Small business is critical to our economy.
As a small business owner, I get excited when I can talk shop with my fellow human warriors who “do the daily.” We survive but the goal is to THRIVE!
I’d like to share five lessons that I’ve learned over the years that can help your small business succeed.
Grants, loans, and cash
Know the difference and be careful.
People underestimate the power and ability they have to access grants. During the pandemic, it surprised me that a lot of small business owners weren’t sure if they qualified for grants.
It’s important to know the difference between grants, loans, and cash.
It’s also important to understand the legal consequences of not following the guidelines, rules, and laws associated with obtaining grants and loans.
- Grants are not loans and don’t have to be repaid unless you fail to meet conditions, terms, and/or there were misrepresentations and/or breach of terms/guidelines.
- Civil and criminal penalties may apply in the event guidelines and laws aren’t followed.
- Loans must be repaid and are subject to terms. You must review the loan applications carefully. Be mindful of interest rates and repayment terms. Shop around to be sure you’re getting a fair rate. You also must make no misrepresentations. Follow the guidelines and terms each investor requires.
- The investor owns the note. The servicer is the company that sends the bill monthly. It’s possible the investor and servicer are the same.
- It’s important to know if you have a government investor like the SBA or a private one because different rules apply.
- Cash should be reserved for emergencies.
Have a certified public accountant
To qualify for most grants and loans, you will need to be organized.
In most cases, if you’re a small business, you will need an EIN number. Lenders require borrowers to provide a tax return, Form 4506, and the IRS will require you to be in compliance.

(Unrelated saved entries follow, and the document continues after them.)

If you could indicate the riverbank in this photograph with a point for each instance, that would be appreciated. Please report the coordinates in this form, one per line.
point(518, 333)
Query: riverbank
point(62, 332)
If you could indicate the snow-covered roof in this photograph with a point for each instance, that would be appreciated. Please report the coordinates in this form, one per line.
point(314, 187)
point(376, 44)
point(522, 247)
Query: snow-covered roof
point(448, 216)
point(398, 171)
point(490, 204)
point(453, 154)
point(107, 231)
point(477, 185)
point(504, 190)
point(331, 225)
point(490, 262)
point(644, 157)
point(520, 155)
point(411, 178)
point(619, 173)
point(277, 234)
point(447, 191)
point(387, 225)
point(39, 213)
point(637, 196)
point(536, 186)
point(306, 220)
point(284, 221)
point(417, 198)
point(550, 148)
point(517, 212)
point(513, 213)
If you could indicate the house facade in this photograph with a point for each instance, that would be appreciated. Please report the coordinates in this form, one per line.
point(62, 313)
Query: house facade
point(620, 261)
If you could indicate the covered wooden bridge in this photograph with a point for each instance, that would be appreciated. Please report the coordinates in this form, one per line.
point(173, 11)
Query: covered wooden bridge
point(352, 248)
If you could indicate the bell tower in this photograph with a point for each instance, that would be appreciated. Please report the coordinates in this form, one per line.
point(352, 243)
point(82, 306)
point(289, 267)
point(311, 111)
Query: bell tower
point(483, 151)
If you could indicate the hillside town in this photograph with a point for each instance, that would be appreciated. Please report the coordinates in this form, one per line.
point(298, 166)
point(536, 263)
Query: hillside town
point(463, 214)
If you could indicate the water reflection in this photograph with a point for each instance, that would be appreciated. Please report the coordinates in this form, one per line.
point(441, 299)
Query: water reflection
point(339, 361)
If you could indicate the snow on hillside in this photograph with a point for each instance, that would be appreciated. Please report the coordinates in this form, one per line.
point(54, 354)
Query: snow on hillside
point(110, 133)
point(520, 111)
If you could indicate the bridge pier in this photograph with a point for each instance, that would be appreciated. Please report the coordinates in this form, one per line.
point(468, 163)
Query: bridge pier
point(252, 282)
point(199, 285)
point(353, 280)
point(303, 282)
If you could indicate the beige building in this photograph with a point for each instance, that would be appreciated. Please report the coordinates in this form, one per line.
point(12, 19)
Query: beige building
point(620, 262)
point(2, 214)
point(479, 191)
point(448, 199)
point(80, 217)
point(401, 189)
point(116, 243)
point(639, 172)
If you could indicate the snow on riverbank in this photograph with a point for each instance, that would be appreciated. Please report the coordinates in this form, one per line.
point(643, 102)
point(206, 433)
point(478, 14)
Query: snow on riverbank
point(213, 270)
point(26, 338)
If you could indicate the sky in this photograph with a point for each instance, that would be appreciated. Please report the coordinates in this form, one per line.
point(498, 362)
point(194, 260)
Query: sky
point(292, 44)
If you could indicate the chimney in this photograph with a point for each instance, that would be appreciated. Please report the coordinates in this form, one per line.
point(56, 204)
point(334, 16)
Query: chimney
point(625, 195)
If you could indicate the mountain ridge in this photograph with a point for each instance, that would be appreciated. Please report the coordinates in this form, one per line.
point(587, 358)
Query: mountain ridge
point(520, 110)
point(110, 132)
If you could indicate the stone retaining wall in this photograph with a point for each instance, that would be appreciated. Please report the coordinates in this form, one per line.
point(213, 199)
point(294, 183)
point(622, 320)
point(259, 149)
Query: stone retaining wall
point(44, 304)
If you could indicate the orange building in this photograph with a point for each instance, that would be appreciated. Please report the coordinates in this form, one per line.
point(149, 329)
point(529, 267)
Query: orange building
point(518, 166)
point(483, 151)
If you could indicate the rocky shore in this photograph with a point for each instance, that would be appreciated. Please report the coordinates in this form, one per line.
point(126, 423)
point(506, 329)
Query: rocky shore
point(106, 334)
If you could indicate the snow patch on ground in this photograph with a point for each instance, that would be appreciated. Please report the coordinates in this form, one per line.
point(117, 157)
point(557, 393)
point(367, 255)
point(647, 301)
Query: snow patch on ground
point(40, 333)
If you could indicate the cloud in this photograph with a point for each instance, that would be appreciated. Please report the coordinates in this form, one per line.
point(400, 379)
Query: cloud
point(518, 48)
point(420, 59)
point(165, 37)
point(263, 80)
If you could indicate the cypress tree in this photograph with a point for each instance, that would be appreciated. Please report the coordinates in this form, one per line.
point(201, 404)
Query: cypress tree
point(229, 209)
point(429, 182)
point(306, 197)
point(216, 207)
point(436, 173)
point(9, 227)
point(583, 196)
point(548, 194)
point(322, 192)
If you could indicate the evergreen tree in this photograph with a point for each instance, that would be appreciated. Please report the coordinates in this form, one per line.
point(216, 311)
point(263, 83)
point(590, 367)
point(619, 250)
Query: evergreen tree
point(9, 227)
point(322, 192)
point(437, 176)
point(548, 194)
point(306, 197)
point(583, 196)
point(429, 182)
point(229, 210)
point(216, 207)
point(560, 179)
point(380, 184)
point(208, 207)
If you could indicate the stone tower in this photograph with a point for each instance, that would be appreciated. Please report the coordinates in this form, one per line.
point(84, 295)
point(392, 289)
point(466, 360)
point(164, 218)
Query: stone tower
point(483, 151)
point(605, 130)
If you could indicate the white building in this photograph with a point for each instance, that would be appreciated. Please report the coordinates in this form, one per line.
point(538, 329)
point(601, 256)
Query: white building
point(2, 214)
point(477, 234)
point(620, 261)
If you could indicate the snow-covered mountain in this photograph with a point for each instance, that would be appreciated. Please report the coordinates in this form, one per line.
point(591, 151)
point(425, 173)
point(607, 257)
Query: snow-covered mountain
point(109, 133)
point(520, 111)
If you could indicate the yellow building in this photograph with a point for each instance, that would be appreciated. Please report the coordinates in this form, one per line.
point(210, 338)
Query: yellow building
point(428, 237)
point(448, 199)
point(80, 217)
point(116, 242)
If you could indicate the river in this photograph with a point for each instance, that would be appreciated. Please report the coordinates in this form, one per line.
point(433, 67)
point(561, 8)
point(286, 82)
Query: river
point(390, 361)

A CPA can help you understand what you need to organize your personal and professional tax lives to keep them SEPARATE. More information is available at IRS.gov
Know what’s FREE
There are FREE resources EVERYWHERE for small businesses.

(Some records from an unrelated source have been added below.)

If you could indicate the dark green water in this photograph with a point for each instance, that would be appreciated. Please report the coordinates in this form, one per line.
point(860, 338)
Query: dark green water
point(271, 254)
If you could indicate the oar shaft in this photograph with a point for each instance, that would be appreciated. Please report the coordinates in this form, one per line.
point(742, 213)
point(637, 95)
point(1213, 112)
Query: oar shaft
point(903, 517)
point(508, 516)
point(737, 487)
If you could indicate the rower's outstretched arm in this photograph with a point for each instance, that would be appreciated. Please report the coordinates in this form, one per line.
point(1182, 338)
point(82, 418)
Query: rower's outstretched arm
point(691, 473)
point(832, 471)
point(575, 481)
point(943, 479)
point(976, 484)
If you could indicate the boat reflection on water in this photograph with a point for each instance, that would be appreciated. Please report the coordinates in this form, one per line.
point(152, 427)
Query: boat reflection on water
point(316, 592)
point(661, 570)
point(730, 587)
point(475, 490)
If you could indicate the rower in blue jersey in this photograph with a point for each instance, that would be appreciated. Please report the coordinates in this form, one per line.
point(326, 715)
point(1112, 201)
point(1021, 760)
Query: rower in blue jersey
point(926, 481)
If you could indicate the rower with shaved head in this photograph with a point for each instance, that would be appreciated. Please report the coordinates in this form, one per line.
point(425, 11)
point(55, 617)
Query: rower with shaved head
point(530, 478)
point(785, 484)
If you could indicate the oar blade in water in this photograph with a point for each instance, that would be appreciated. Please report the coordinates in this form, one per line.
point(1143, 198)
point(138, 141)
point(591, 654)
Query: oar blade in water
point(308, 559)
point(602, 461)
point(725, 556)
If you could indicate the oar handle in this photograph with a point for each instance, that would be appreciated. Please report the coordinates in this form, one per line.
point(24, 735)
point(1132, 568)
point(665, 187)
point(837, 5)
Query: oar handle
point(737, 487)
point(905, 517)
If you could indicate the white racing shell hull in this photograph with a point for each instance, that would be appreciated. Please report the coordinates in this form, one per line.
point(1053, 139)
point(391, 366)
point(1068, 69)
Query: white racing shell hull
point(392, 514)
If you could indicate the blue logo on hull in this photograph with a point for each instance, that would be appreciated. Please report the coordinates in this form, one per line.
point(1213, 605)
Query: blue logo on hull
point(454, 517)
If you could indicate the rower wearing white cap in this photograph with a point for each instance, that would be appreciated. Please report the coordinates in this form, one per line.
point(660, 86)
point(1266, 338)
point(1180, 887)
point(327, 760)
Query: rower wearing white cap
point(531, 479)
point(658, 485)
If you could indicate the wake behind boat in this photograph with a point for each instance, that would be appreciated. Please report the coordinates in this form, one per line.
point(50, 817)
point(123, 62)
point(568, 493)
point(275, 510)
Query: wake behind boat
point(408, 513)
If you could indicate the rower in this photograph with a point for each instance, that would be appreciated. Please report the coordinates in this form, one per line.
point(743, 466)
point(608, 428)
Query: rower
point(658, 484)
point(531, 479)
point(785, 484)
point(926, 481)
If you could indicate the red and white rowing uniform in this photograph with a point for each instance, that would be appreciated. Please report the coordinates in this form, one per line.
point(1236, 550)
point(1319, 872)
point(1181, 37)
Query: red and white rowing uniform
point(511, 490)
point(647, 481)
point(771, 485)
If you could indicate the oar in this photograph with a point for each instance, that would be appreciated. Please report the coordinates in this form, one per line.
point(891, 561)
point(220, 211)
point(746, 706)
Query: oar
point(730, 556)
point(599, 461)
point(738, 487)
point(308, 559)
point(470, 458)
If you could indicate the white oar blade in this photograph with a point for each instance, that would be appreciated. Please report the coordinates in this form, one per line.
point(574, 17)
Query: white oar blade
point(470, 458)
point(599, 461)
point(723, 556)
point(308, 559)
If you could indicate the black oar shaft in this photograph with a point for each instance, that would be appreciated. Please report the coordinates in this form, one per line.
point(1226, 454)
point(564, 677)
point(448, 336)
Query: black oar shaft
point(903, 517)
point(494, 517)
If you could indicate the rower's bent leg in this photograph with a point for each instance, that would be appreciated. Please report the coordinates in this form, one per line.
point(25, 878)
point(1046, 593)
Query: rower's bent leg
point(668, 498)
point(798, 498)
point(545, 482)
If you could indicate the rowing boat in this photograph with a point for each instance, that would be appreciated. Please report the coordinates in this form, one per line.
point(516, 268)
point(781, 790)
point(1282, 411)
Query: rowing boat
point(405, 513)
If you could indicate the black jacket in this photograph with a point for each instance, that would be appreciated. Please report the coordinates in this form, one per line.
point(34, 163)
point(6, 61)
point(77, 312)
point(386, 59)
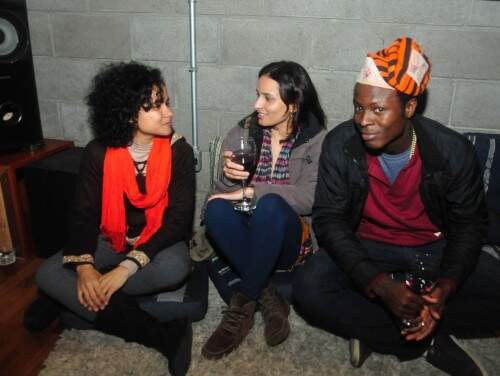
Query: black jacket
point(451, 189)
point(86, 213)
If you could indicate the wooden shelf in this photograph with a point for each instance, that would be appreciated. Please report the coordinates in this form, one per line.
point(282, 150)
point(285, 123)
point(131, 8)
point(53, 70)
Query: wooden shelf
point(14, 228)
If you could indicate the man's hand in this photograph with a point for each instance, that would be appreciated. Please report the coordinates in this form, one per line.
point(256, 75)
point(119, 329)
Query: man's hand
point(434, 303)
point(402, 302)
point(113, 280)
point(436, 298)
point(427, 325)
point(89, 290)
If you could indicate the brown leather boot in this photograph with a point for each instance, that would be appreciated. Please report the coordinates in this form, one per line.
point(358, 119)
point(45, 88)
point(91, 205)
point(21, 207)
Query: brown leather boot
point(233, 328)
point(275, 310)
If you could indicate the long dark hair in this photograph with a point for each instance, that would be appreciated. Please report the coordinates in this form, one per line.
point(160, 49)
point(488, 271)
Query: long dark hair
point(296, 88)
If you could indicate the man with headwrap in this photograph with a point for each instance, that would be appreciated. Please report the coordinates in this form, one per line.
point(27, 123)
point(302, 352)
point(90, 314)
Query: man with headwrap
point(394, 186)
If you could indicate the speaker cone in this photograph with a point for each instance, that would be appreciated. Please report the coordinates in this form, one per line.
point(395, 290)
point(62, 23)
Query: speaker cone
point(10, 114)
point(13, 37)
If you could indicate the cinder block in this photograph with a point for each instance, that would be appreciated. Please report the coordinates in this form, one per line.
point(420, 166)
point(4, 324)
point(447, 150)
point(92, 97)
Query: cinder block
point(336, 92)
point(123, 5)
point(56, 5)
point(439, 94)
point(39, 33)
point(167, 38)
point(200, 202)
point(228, 120)
point(203, 177)
point(476, 105)
point(479, 60)
point(74, 117)
point(207, 126)
point(91, 36)
point(485, 13)
point(333, 121)
point(343, 45)
point(226, 7)
point(339, 9)
point(63, 79)
point(251, 42)
point(168, 71)
point(49, 115)
point(226, 88)
point(437, 12)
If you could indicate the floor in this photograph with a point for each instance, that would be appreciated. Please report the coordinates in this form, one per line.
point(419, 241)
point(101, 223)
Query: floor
point(21, 353)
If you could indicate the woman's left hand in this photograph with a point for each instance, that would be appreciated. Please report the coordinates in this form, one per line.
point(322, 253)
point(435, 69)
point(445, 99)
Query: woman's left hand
point(113, 280)
point(235, 195)
point(427, 326)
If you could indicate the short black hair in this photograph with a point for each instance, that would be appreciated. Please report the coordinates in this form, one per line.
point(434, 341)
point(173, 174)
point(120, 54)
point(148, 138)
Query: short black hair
point(117, 94)
point(296, 88)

There are non-profits that will help with tax preparation, free legal help, and programs for small business owners in almost every city and town. You can also look for national non-profits to assist you.
Don’t give up equity unless you must
I’ve always preferred debt to equity.
When you’re a small business owner and you can’t pay bills, people may approach you for an equity (ownership) opportunity in lieu of payment.

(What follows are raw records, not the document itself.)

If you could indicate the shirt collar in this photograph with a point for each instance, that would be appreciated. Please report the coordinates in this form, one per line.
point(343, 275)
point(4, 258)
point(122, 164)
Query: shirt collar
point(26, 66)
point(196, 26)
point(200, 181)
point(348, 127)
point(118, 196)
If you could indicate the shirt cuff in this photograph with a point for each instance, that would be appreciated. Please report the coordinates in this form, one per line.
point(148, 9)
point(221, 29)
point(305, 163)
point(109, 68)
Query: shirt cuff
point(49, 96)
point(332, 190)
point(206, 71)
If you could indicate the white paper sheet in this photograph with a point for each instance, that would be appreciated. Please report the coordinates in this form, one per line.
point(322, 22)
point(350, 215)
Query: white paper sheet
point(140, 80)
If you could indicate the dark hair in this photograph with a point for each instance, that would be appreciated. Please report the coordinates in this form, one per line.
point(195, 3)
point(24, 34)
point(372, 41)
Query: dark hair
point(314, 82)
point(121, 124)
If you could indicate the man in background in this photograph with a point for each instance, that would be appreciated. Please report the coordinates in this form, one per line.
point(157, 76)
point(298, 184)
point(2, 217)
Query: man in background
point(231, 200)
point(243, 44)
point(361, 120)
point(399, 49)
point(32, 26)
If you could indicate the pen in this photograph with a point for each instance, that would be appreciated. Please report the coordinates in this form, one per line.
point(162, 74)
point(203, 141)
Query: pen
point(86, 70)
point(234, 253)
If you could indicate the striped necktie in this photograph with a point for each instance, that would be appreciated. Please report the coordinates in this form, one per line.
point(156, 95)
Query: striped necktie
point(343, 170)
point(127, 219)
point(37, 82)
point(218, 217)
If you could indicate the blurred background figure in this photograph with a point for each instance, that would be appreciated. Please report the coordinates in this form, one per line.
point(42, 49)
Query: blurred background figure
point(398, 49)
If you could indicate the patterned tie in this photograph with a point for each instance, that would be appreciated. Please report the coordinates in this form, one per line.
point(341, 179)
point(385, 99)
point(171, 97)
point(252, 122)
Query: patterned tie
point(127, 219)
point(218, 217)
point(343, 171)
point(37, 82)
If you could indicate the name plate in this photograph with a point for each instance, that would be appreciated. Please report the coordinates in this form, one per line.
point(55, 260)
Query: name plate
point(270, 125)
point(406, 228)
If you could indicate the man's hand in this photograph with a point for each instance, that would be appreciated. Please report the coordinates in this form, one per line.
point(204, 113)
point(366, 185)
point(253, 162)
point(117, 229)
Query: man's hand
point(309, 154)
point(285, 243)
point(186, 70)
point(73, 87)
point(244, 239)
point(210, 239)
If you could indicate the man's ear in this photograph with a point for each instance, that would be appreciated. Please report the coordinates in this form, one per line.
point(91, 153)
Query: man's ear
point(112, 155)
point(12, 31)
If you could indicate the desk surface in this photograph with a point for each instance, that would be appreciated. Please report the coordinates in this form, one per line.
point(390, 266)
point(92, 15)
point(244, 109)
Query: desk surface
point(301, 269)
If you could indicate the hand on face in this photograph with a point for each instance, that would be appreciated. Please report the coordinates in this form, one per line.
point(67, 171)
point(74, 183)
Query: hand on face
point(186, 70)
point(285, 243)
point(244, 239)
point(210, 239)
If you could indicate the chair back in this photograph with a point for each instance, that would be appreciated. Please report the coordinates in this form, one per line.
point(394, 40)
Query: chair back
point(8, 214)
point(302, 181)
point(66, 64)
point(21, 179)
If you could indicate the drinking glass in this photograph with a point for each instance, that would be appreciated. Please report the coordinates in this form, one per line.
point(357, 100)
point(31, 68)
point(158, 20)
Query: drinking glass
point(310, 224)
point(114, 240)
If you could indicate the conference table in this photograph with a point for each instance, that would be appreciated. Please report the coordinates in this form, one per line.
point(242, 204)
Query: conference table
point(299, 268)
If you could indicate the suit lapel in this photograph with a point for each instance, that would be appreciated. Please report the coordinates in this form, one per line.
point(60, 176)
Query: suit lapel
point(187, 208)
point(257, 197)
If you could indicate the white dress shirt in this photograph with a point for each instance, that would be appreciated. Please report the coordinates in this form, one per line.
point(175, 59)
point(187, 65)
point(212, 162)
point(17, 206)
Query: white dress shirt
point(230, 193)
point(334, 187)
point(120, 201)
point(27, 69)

Be very careful before you give ANYONE an ownership interest in your business.
I prefer a loan because before I ‘put the ring on’ a co-owner of any size in business, I’ve learned I want a long courtship.
Definitely seek the advice of a qualified business attorney in your State who represents your interests.
Assemble your dream team
Write down on a sheet of paper every single quality that separates you from your competition. Those are your strengths!
Take your strengths and tell your story. I love reading someone’s story. I want to know who I’m shopping with.
Who is providing my goods and services? I love business websites and social media with a featured story. I want to know whose family I’m feeding.
In any area where you feel weak, it’s perfectly okay! We can’t know everything. It’s okay to admit you don’t know the answers and reach out for help. There are a ton of small business owners who want to help you grow.
Other small business owners actually do care.
Most towns have a chamber of commerce and county and city government that can help too.
*Readers should seek the advice of an attorney and certified public accountant licensed to practice in their State for further guidance.